ABDELFATAH: Enter Brian Toon.
TOON:
At the time, I lived in the San Francisco Bay Area and worked at NASA
Ames. We're working on the Earth's atmosphere and climates.
ABDELFATAH: Brian had grown up in the shadow of the Cold War.
(SOUNDBITE OF FILM, "DUCK AND COVER")
UNIDENTIFIED MUSICAL GROUP: (As characters, singing) He'd duck and cover.
ABDELFATAH: And by the time he was at NASA in the early '80s...
TOON: There were 70,000 nuclear weapons on the planet.
ABDELFATAH: Most of those weapons were part of the Soviet or U.S. arsenals, and they were pointed at each other.

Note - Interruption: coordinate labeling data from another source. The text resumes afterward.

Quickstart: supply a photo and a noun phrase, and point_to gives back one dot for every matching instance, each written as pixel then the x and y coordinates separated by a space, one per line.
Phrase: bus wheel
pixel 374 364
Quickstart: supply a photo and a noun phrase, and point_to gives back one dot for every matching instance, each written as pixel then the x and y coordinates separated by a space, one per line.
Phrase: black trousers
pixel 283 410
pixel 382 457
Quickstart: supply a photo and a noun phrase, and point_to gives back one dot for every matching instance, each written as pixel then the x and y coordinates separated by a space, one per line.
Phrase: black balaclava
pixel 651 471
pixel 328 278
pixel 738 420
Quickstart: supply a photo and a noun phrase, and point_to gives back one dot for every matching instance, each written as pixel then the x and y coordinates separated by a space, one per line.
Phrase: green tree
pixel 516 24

TOON: Seventy thousand nuclear weapons.
ABDELFATAH:
So when he came across the Alvarez hypothesis about a single asteroid
strike wiping out the dinosaurs, his mind immediately went to that.
Because this asteroid strike, which had the estimated energy of tens of
millions of nuclear weapons, would have produced a massive fireball - a
fireball which would likely have risen hundreds of kilometers above the
surface of the earth.
ARABLOUEI: Then Brian called up a friend of his...
TOON: Richard Turco.
ARABLOUEI:
...Who worked for a company called R & D Associates, which did
research for the Pentagon and Department of Energy and had already done
modeling of nuclear explosions.
ABDELFATAH: So anyway,
Brian asked his friend, if, hypothetically, a nuclear weapon went off,
is there a way to calculate how much dust it would kick up?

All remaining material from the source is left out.